Meera thought she had died and gone to heaven when she inherited a huge collection of gently used Barbies and a “Barbie Cruise Ship” on Wednesday night. Just in time for summer! Thank you to our dear friends Diane and Claire who have been gifting Meera with many hand-me-downs. The best part is that Diane and I share a mutual hatred for the entire Barbie brand and can roll our eyes at ourselves over the sheer fact that these things are even existing in our homes, let alone that our daughters so freakin’ adore them. Lucky for Diane, her daughter has moved on (she’s 10). Lucky for me, we’re the recipients. It’s all good. Especially for Meera whose forte has always been creative play. Summer means time for uninterupted hours spent in the very best kinds of creative play.

Because with summer comes time. Time for playing Risk with your twin brother. And time for lots of other stuff like that. I never understood why boys liked to play the game Risk. Conquering the world, and all that. But, you know what? Again, it is all good. It is all real, real good. I’ve accepted the fact that my children are gendered beyond belief and that somehow I ended up here (much to my shock and dismay) with a girl playing Barbies and two boys playing Risk. All the big feelings folks, all the big feelings. The good and the bad, it’s all good.IMG_8833

Welcome summer 2015! Bring it on– all the ups and down, the highs and the lows, the cooking and cleaning and the time to pause and take it all in. Summer, I love you! You were worth the long, cold wait!

“I walk without flinching through the burning cathedral of the summer. My bank of wild grass is majestic and full of music. It is a fire that solitude presses against my lips.” ~Violette Leduc


  • Jennifer says:

    I love that these are all YOUR big feelings instead of the kids’.

  • Kendall says:

    You mother so beautifully and intentionally, and I’m sorry that people send so much well-intentioned, but overly critical, “advice” your way! I am not yet a mother but you have given me so many wonderful and HONEST insights and examples to guide me when I get there. :)

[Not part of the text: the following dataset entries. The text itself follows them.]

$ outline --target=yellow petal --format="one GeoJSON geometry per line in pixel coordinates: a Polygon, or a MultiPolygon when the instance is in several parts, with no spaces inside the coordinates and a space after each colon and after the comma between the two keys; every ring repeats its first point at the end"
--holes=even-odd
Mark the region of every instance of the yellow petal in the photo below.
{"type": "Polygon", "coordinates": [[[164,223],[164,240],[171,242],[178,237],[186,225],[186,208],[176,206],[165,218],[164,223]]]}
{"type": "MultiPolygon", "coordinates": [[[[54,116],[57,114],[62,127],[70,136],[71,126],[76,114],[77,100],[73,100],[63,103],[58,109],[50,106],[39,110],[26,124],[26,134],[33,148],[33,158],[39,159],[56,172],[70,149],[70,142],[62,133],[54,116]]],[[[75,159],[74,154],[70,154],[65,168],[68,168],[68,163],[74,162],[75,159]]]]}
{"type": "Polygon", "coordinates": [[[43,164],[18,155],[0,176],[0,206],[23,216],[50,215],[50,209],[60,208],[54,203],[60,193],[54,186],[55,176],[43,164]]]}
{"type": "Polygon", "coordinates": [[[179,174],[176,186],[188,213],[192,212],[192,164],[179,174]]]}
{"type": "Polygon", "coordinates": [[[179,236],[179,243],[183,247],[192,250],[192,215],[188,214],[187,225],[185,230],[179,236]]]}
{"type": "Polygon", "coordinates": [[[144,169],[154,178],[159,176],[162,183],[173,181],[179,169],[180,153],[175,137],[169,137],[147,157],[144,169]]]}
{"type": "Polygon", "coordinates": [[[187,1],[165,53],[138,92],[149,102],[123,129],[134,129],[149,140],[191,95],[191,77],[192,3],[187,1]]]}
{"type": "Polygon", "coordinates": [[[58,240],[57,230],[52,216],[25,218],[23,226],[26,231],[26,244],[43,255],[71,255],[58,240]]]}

    I just know this summer is going to be a spectacular one for your family! It’s seems that it’s already gotten off to an amazing start. :)

  • Sharon says:

    Lucky you. Because of the added snow days due to such a snowy winter, school is in session for me until June 25th. That is 9 more school days….but who’s counting.

  • Kate says:

    Happy Summer JMs!! Heather I hear you, thanks for keepin’ it real and glass half full too!